Critics say commission and fee arrangements between banks and insurers give banks a financial incentive to arrange more-expensive homeowners' policies than necessary. Banks and the insurers have defended the fees and premiums as appropriate for the costs and risks they incur in arranging coverage for homes that often are vacant.
In mid-March, Mr. Lawsky's office reached a $14 million settlement with Assurant Inc., under which the company agreed to a ban on paying commissions and certain other fees to banks. Assurant also agreed to lower the cost of many of the policies it sells in the state, and to provide restitution to New York homeowners who meet certain criteria.
New York regulators are in "advanced discussions" with another leading force-placed insurer, QBE Insurance Group Ltd., with an aim toward a pact akin to Assurant's, a person familiar with the matter said.
QBE couldn't be immediately reached for comment.
Assurant neither admitted nor denied wrongdoing and said it was modifying practices consistent with new regulations expected to apply to all lender-placed insurers operating in the state.
Force-placed policies boomed in the wake of the housing bust, as many homeowners struggled to keep up with mortgage payments.
Borrowers may try to save money by dropping the original standard property coverage they are required to carry, only to be hit by policies with premiums that are typically at least twice as expensive as voluntary insurance.
Property insurance generally is required to secure a mortgage and protects not only the homeowner's investment but also the lender's.
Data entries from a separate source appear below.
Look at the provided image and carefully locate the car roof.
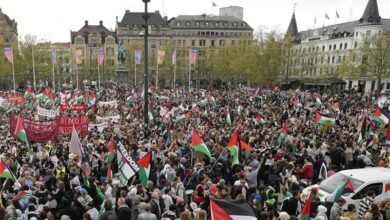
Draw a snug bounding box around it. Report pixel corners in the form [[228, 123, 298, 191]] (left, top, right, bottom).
[[339, 167, 390, 183]]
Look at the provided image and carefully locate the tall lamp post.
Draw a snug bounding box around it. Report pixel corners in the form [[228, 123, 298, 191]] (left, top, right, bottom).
[[143, 0, 150, 124]]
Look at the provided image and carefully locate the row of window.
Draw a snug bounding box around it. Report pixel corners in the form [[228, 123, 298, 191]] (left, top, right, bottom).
[[175, 21, 247, 28], [75, 37, 115, 45], [75, 47, 115, 56], [172, 30, 250, 37], [76, 59, 115, 66], [293, 54, 348, 66], [294, 41, 361, 55]]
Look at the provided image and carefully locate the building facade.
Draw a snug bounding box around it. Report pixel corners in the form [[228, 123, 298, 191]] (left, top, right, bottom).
[[70, 21, 117, 82], [285, 0, 390, 93], [219, 6, 244, 20], [0, 8, 18, 45]]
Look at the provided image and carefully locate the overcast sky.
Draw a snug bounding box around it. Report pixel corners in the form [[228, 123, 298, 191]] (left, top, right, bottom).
[[1, 0, 390, 42]]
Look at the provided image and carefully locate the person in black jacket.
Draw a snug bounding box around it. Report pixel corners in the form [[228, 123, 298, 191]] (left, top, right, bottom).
[[117, 198, 131, 220], [281, 191, 301, 216]]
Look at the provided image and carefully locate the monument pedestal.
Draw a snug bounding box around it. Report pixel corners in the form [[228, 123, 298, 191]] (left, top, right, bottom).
[[116, 65, 129, 84]]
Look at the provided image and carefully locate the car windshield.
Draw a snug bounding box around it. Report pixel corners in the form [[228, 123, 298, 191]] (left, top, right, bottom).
[[319, 173, 364, 195]]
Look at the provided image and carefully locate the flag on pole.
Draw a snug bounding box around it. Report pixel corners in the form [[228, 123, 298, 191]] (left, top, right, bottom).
[[212, 2, 217, 7], [325, 13, 330, 20], [299, 194, 312, 220], [75, 49, 82, 64], [239, 141, 253, 159], [336, 10, 340, 18], [315, 112, 336, 125], [98, 51, 105, 65], [14, 116, 29, 146], [277, 123, 288, 146], [192, 129, 211, 159], [52, 48, 57, 65], [331, 102, 340, 112], [190, 49, 198, 64], [372, 108, 389, 126], [3, 47, 13, 64], [157, 50, 165, 65], [227, 131, 239, 166], [210, 199, 257, 220], [69, 127, 83, 163], [117, 141, 139, 185], [135, 49, 142, 65], [137, 151, 152, 186], [0, 160, 16, 180], [314, 16, 317, 25], [172, 50, 177, 65], [326, 179, 354, 202]]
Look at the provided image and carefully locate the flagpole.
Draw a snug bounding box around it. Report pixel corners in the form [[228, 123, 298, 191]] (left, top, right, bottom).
[[188, 49, 192, 92], [11, 49, 16, 93], [156, 63, 159, 90], [32, 45, 36, 91], [173, 62, 177, 90], [98, 63, 101, 90], [76, 63, 79, 89], [52, 49, 56, 92], [135, 62, 137, 87]]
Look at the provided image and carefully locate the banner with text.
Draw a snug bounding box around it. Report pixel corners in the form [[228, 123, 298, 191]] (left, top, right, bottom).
[[10, 114, 58, 142], [96, 115, 121, 123], [88, 122, 108, 132], [37, 106, 58, 118], [59, 104, 86, 112], [57, 115, 89, 135], [7, 95, 24, 106], [98, 100, 118, 108]]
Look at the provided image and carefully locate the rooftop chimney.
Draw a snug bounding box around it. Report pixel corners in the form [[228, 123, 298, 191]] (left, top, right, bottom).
[[155, 10, 160, 14], [125, 10, 130, 13], [99, 20, 103, 26], [85, 20, 88, 26], [163, 16, 168, 22]]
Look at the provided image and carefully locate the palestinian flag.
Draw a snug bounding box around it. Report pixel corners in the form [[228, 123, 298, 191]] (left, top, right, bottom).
[[299, 194, 312, 220], [226, 112, 232, 125], [192, 129, 211, 159], [76, 93, 86, 104], [88, 91, 96, 105], [96, 187, 105, 203], [0, 160, 16, 180], [385, 183, 390, 192], [237, 105, 243, 116], [14, 116, 29, 146], [331, 102, 340, 112], [256, 113, 265, 125], [36, 88, 49, 101], [277, 123, 288, 146], [239, 141, 253, 159], [372, 108, 388, 126], [315, 112, 336, 125], [316, 97, 322, 106], [209, 96, 217, 106], [106, 139, 115, 178], [200, 98, 208, 106], [326, 179, 354, 203], [24, 88, 34, 99], [137, 152, 151, 186], [211, 199, 257, 220], [6, 107, 17, 114], [176, 111, 190, 123], [227, 131, 239, 166], [14, 191, 35, 200], [126, 96, 132, 104], [387, 122, 390, 140]]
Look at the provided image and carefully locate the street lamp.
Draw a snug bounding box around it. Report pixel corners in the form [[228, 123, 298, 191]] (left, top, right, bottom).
[[143, 0, 150, 124]]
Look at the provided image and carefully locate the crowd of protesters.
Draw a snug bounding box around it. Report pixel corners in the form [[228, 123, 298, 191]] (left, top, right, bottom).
[[0, 85, 389, 220]]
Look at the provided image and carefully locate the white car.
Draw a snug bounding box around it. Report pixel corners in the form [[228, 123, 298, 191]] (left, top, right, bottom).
[[302, 167, 390, 209]]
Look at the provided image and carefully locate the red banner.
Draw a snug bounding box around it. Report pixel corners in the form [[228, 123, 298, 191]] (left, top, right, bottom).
[[10, 114, 58, 142], [7, 95, 24, 106], [59, 104, 86, 112], [57, 115, 89, 135]]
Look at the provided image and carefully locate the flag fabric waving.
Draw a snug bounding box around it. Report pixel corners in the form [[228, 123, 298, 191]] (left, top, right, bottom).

New York held three days of public hearings last May in which state regulators grilled Assurant, other insurers and their banking partners about their relationships.
State officials in California and Florida, meanwhile, have obtained rate reductions of as much as 35% from Assurant and QBE.
In addition, the Federal Housing Finance Agency, which regulates mortgage giants Fannie Mae and Freddie Mac, filed a notice in late March seeking public comment on a plan to ban nationally the same commissions and fees that Assurant agreed to forgo in the New York pact.
The issue is important to Fannie Mae and Freddie Mac because they pick up a large portion of the bill for unpaid insurance costs.
Officials at the housing regulator say they are setting up a joint working group with other state and federal officials to examine the issue.